Важно отметить, что Патрушев в первую очередь говорил о Кавказе и об исламских некоммерческих организациях. С одной стороны, что касается факта угрозы со стороны исламских радикалов – эта угроза, безусловно, существует. Можно говорить о том, насколько Россия сама виновата в росте этой угрозы для себя, имея в виду войну в Чечне. Но факт остается фактом. И то, что такого рода системы действуют, в том числе и через международные некоммерческие организации – это тоже общеизвестный в мировой практике факт.
Но важный момент заключается в том, что, как всегда, наши власти намеренно нечетки в выражении своих мыслей. Точно так же, как совсем недавно господин Нургалиев назвал договаривающихся в интернете скинхедов, которые потом идут и убивают антифашистов, «флэш-мобами» — точно так же, указывая на реальную опасность со стороны террористов, исламских радикалов, Патрушев, не конкретизируя, говорит вообще обо всем НКО-сообществе. Это лукавство, безусловно, связано с неприятием независимости некоммерческих организаций как таковых, в особенности, тех, кто, так или иначе, связан с коллегами в других странах или c международными институтами и фондами. Проявление такой двусмысленности можно встретить в самых разных областях: совсем недавно я видел приказ по ОВД в Нижнем Новгороде, который был принят в конце прошлого года, где была применена очень интересная формулировка. Там было сказано, что люди подали заявку на проведение публичной акции, она была запрещена, но власти боятся, что вопреки запрету ее все равно попытаются провести. И при этом еще существует опасность экстремистских действий, поэтому нужно применить систему борьбы с терроризмом. То есть таким способом к любому конфликту (в нормальном смысле этого слова) общества с властями примешивается экстремизм и терроризм.
Вот точно так же, используя реальную угрозу со стороны исламских радикалов, власти примешивают к этой теме все неправительственные организации, которые хоть с чем-то за рубежом связаны.
Что касается отчета Росрегистрации, тот тут есть некоторое изначальное расхождение в цифрах. Сначала называлась цифра в 600 тысяч некоммерческих организаций, при этом Росрегистрации говорит, что ей известно о существовании примерно 270 тысяч НКО, из них действительно 8 с лишнем тысяч ликвидированы только за первый год работы. Конечно, работа по выявлению и ликвидации НКО ведется чрезвычайно активно, но сказать, что две трети уничтожены – это некоторое преувеличение. Процесс идет – власти ввели новое законодательство об НКО и активно им пользуются. В реальности же страдают, в основном, небольшие, региональные организации, независимо от их лояльности к властям, просто потому что им очень сложно пройти регистрацию. И, может, властям и наплевать, что какие-то объединения из-за этого закрываются, но для гражданского общества очень важно, чтобы организацию было легко зарегистрировать. С другой стороны, есть много известных случаев, когда преследуют неугодные организации: Чеченский комитет национального спасения (который обвиняют в экстремизме), попытки закрыть самарский «Голос» (как раз обратный пример потому, что Верховный суд не дал по формальным признакам закрыть организацию), такие же попытки были в Петербурге (организация «Гражданский контроль»).

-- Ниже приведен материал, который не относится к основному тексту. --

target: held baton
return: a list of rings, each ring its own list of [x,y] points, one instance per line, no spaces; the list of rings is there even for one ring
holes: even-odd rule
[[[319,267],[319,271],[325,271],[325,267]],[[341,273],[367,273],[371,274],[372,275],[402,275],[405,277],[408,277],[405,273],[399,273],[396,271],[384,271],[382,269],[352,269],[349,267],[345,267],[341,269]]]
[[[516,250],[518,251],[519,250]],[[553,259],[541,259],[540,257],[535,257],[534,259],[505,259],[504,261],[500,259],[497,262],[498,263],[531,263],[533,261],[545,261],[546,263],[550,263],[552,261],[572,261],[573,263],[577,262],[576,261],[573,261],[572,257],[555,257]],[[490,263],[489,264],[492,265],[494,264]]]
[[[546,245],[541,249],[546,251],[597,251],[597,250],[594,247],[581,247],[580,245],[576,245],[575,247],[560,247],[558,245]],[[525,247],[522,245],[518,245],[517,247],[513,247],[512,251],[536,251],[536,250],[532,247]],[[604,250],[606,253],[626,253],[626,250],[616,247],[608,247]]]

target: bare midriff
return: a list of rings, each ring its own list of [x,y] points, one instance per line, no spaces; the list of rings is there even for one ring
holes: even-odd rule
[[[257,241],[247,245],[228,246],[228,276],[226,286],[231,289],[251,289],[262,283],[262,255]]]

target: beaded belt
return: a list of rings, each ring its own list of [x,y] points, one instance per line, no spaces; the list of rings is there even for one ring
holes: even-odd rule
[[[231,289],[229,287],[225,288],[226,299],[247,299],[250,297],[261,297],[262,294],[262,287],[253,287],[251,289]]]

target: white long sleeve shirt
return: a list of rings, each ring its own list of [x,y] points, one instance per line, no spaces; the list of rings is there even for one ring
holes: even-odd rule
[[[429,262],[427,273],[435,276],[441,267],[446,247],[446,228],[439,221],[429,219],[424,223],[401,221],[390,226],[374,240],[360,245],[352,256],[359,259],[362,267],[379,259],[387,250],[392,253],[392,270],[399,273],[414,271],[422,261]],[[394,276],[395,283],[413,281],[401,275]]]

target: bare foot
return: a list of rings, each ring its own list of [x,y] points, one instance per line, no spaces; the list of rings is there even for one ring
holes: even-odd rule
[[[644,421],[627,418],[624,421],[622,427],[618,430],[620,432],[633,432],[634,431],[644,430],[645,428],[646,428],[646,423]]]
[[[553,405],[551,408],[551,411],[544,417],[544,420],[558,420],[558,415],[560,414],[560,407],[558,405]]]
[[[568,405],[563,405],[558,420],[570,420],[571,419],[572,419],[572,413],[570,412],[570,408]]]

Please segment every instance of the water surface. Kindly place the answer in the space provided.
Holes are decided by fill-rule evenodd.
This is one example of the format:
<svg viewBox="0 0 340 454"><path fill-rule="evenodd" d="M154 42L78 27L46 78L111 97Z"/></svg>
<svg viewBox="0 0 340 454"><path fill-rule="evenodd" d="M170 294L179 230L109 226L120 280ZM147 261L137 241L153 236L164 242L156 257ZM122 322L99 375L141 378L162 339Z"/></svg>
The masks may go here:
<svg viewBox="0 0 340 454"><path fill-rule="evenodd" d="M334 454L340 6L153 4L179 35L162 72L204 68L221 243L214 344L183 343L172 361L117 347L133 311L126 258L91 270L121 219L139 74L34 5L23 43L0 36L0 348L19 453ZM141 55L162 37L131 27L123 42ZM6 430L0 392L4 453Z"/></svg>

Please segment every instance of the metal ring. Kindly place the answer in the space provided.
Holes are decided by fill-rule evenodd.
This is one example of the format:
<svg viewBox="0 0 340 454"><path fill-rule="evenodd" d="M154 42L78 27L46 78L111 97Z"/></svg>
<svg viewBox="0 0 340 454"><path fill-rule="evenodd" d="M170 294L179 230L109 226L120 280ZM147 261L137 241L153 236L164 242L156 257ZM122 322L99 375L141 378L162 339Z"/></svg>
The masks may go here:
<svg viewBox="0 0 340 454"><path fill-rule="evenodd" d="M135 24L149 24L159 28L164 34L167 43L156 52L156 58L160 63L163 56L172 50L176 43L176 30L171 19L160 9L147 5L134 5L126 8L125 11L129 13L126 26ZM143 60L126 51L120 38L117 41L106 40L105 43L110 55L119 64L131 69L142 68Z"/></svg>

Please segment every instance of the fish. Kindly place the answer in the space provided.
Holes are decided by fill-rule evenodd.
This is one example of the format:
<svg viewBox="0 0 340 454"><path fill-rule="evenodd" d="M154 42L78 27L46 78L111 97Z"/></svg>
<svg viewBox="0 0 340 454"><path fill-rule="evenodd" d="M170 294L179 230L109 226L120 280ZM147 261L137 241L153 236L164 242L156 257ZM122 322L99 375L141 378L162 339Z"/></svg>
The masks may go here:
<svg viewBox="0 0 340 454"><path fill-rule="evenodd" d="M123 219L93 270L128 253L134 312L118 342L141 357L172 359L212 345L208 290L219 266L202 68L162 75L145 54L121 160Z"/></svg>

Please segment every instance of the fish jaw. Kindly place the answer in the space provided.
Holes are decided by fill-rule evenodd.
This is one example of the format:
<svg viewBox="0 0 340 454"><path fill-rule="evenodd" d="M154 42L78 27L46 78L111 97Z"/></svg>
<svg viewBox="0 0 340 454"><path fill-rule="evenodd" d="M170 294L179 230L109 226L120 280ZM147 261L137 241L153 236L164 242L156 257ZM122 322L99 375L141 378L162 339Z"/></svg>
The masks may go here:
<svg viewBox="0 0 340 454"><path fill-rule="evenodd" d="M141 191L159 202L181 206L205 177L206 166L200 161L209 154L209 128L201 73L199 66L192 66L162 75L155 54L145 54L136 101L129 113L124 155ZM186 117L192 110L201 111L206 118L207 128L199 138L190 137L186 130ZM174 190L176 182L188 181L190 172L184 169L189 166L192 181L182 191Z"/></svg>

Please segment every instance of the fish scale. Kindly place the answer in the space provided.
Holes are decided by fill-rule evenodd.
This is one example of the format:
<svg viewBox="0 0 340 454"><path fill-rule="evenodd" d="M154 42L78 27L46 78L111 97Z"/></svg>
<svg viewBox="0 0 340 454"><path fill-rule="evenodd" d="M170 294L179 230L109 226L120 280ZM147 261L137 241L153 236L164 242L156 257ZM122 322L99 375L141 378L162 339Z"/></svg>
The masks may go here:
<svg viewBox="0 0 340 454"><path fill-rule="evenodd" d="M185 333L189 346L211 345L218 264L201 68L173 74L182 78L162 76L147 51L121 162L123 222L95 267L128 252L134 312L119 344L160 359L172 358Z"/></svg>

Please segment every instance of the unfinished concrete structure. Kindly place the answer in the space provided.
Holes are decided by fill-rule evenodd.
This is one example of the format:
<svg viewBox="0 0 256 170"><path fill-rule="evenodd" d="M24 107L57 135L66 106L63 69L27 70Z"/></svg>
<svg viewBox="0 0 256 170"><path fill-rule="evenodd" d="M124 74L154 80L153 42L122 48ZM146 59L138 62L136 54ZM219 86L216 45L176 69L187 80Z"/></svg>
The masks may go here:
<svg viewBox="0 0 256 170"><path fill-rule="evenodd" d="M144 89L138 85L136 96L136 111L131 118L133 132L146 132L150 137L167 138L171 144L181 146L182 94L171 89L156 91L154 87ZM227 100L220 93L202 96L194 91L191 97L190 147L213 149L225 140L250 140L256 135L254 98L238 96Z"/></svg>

Но чаще всего, когда действительно хотят уничтожить какую-то общественную организацию, то применяют не законодательство об НКО, а более жесткие меры: как дело о контрабанде применительно к Манане Асламазян, обвинение в экстремизме применительно к Станиславу Дмитриевскому, а уже обвинения по линии Росрегистрации в таких случаях идут фоном. А, собственно, закон об НКО используется чаще на местном, региональном уровне, как это было с организацией «Этника» в Красноярском крае, которую просто замучили проверками, и они были вынуждены закрыться.
Закон об НКО и его применение — это системная политика властей: никто у нас не смеет ходить просто так, «без пригляда». А когда надо кого-то конкретно уничтожить, то, по крайней мере на федеральном уровне, идут в ход другие методы.